On the economy the manifesto promised £17 billion of tax cuts headlined by a 2p National Insurance cut, abolition of self employed NI, Triple Lock Plus and stamp duty relief for first time buyers. At the October 2025 conference Badenoch signalled a £47 billion package of public spending cuts with abolition of stamp duty on all primary residences. The manifesto offered targeted relief. The opposition is rebuilding a Thatcherite tax and state architecture.

On the NHS the manifesto committed unconditionally to free care at the point of use and 92,000 more nurses by 2030. As a leadership candidate Badenoch publicly floated insurance based alternatives and told an interviewer it might be that the public decide the NHS should no longer be free at point of use. The manifesto sold the existing funding model. The leader has questioned whether to sell it at all.

The silence is revealing.
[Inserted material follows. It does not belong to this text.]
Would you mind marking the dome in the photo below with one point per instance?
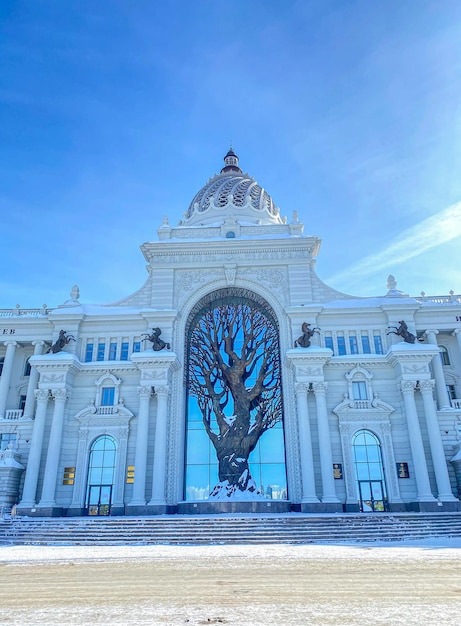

The manifesto's pledges on 2.5 per cent defence spending by 2030, 8,000 additional police officers, mandatory whole life orders, the Advanced British Standard, mandatory National Service at 18, English devolution by 2030 and a Backing Drivers Bill have all been left unmentioned. Either the party still holds them and does not think them worth campaigning on, or it does not hold them and has not said so.

This is not a party adjusting under opposition discipline. This is a party chasing Reform UK by occupying the ground Reform already holds. The Conservatives have abandoned net zero, questioned the NHS funding model, escalated welfare cuts from £12bn to £23bn, moved from cap and Rwanda to removal operations, and signalled £47bn spending cuts. They have left their commitments on defence, police, education and crime completely unmentioned. The 2024 manifesto is not being refined. It is being replaced. What the Conservatives have not shown is whether they believe in anything beyond what Reform voters want.